# Blacksmithing 101



## Cwalker935 (Nov 19, 2016)

I have been wanting to try blacksmithing for a while so I signed up for a weekend course making handles.  I went into the course a total novice and it was all completely new to me.  Here are 3 pieces that I finished in order of completion from left to right.  The first 2 pieces were made from round stock and we learned twisting, fullering and bending.  With the third piece we worked with flat stock and we were supposed to either make a leaf or split the metal, taper and round the tines and then curl them.  I decided to do both on the same piece.  I am hoping to find ways to incorporate metal work into my woodturning.


----------



## mecompco (Nov 19, 2016)

Very nice! At the craft show today I was talking to another vendor who does custom wrought iron, etc. He uses a charcoal forge. While I respect Old School, I'm thinking a propane forge would be much more convenient. Getting one going is on my to-do list (having everything else, including a nice 102 lb. anvil made in 1909).
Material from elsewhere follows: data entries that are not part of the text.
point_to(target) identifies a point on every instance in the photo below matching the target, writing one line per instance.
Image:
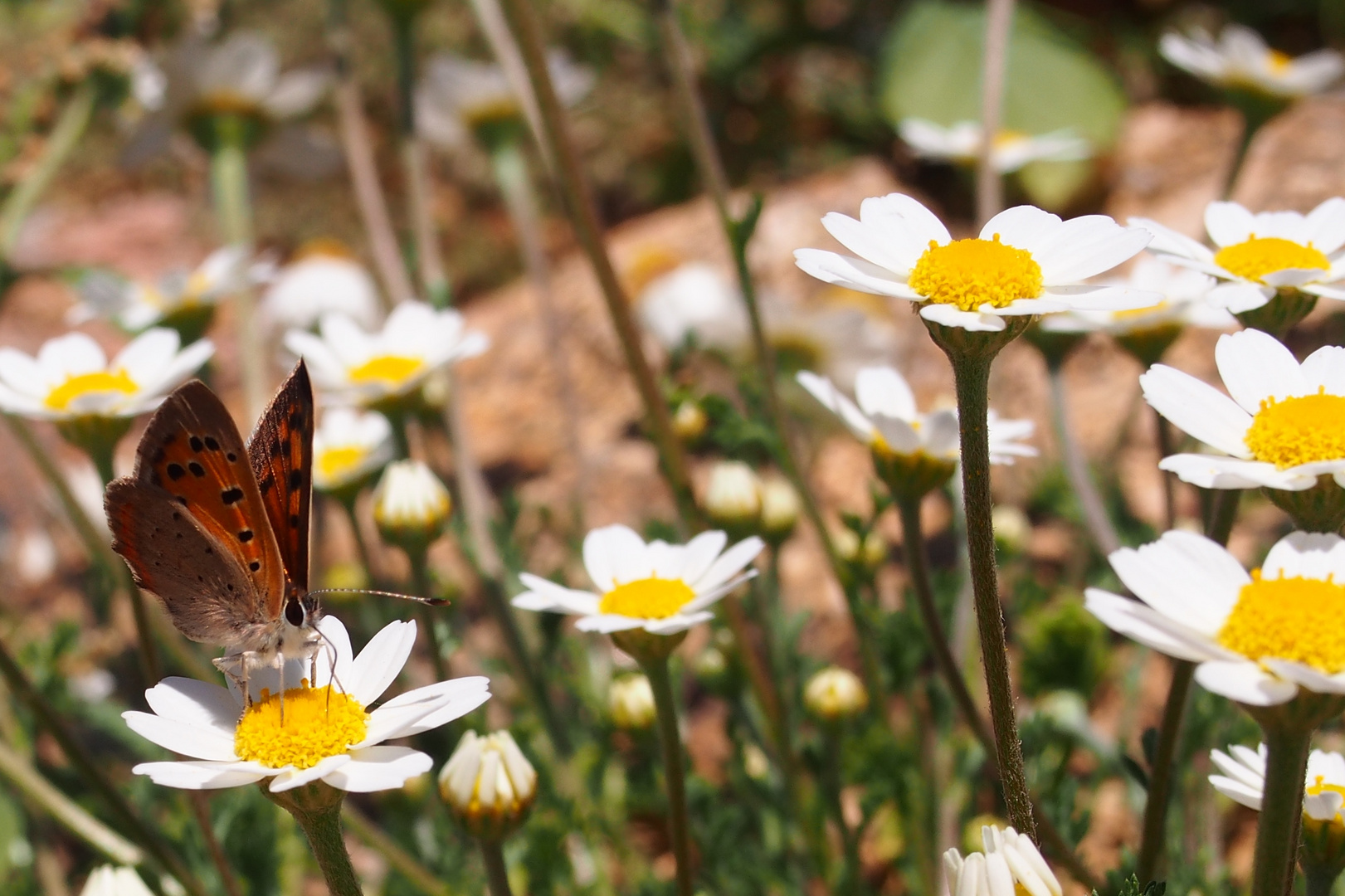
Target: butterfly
(218, 530)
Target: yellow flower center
(319, 723)
(82, 385)
(1299, 431)
(1299, 619)
(335, 463)
(647, 597)
(390, 369)
(1260, 256)
(968, 274)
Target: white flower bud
(489, 785)
(411, 504)
(836, 693)
(631, 703)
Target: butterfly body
(218, 530)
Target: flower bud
(489, 785)
(631, 703)
(834, 694)
(411, 504)
(779, 508)
(733, 497)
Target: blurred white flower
(656, 587)
(961, 143)
(1240, 58)
(138, 305)
(316, 284)
(71, 377)
(348, 447)
(329, 731)
(354, 366)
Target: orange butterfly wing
(281, 454)
(192, 452)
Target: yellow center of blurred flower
(319, 723)
(968, 274)
(647, 597)
(1260, 256)
(1297, 619)
(387, 369)
(335, 463)
(82, 385)
(1299, 431)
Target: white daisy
(1263, 252)
(1256, 638)
(1284, 426)
(1011, 149)
(354, 366)
(1026, 261)
(348, 447)
(1009, 865)
(241, 75)
(1240, 58)
(71, 377)
(457, 95)
(316, 284)
(327, 733)
(889, 423)
(660, 588)
(1182, 304)
(138, 305)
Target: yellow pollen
(1299, 431)
(319, 723)
(1260, 256)
(82, 385)
(337, 462)
(390, 369)
(647, 597)
(968, 274)
(1299, 619)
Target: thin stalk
(233, 213)
(989, 183)
(525, 213)
(1076, 470)
(398, 859)
(65, 136)
(1154, 828)
(972, 382)
(363, 166)
(163, 852)
(42, 792)
(674, 772)
(578, 197)
(322, 826)
(496, 874)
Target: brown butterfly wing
(281, 454)
(207, 592)
(192, 451)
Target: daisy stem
(1154, 830)
(63, 138)
(972, 373)
(496, 874)
(578, 197)
(656, 669)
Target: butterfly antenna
(432, 601)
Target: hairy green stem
(673, 767)
(65, 136)
(496, 874)
(578, 197)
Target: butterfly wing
(191, 454)
(207, 592)
(281, 454)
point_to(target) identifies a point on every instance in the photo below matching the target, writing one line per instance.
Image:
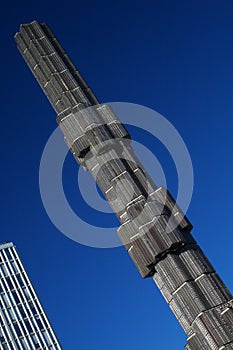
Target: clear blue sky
(173, 56)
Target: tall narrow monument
(153, 228)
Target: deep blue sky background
(173, 56)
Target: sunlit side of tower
(23, 322)
(153, 228)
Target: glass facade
(23, 322)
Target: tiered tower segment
(23, 322)
(153, 228)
IDK how exactly blacksmithing could be worked into pen making (pen stands, perhaps), but it is fun. If you're at all interested in knife making, a forge is pretty much a necessity, even if you don't forge your blades, you need one for heat treating.

Regards,
Michael


----------



## Cwalker935 (Nov 19, 2016)

mecompco said:


> Very nice! At the craft show today I was talking to another vendor who does custom wrought iron, etc. He uses a charcoal forge. While I respect Old School, I'm thinking a propane forge would be much more convenient. Getting one going is on my to-do list (having everything else, including a nice 102 lb. anvil made in 1909).
> 
> IDK how exactly blacksmithing could be worked into pen making (pen stands, perhaps), but it is fun. If you're at all interested in knife making, a forge is pretty much a necessity, even if you don't forge your blades, you need one for heat treating.
> 
> ...



We used propane forges.  Seemed pretty convenient turn a valve push a button.  I was thinking more along the lines of embellishments for bowls and lidded boxes.


----------



## Skie_M (Nov 19, 2016)

Beaten Copper and Brass fittings for box lids and feet .... leaves and flowers for embellishments ... sounds awesome!


----------



## triw51 (Nov 19, 2016)

Cwalker935 said:


> I have been wanting to try blacksmithing for a while so I signed up for a weekend course making handles.  I went into the course a total novice and it was all completely new to me.  Here are 3 pieces that I finished in order of completion from left to right.  The first 2 pieces were made from round stock and we learned twisting, fullering and bending.  With the third piece we worked with flat stock and we were supposed to either make a leaf or split the metal, taper and round the tines and then curl them.  I decided to do both on the same piece.  I am hoping to find ways to incorporate metal work into my woodturning.
> 
> View attachment 156383


 
Blacksmithing is like pen turning very addictive...  Once you beat hot iron seems like you always want to...  Can be even more of a money hole than pen turning.


----------



## mark james (Nov 19, 2016)

Cody... You need a hobby!


----------



## Cwalker935 (Nov 20, 2016)

mark james said:


> Cody... You need a hobby!



The instructor said that blacksmithing was partially a sport, so I am thinking of this as exercise not a hobby.  Already got one of those.


----------



## TellicoTurning (Nov 20, 2016)

Back in the dark ages when I was just short of my teens, my dad did some iron work... he did mostly practical blacksmithing, what he needed around the farm, hinges, gate latches, etc.... he used a coke forge and it was my job to stand and crank the blower.  Still like the smell of a coke black smith forge.


----------



## Cwalker935 (Nov 20, 2016)

*Day 2*

I survived day 2 of the class. I created a couple of design opportunities for my self by working the metal too thin and design elements fatigued as I was working other sections and fell off.  I see several possibilities for combining metal work with wood turning and forged a couple of pieces with that in mind. Tapering 5/8" round stock to do spirals takes a lot of hammering. I am tired and sore after 2 days of class.


----------



## Charlie_W (Nov 20, 2016)

Very cool Cody! I think this 2 day class would be lots of fun!.....and tiring!
Helps one appreciate another medium and the craftsmanship.


----------



## MDWine (Nov 21, 2016)

I have always loved the work that can be done.
Good on ya!  and well done sir...

Looking forward to examples of your continued success...   Remember that there are never failures, only "learning opportunities"!


----------



## Skie_M (Nov 21, 2016)

Cwalker935 said:


> I survived day 2 of the class. I created a couple of design opportunities for my self by working the metal too thin and design elements fatigued as I was working other sections and fell off.  I see several possibilities for combining metal work with wood turning and forged a couple of pieces with that in mind. Tapering 5/8" round stock to do spirals takes a lot of hammering. I am tired and sore after 2 days of class.
> 
> View attachment 156466



In regards to the highlighted section ....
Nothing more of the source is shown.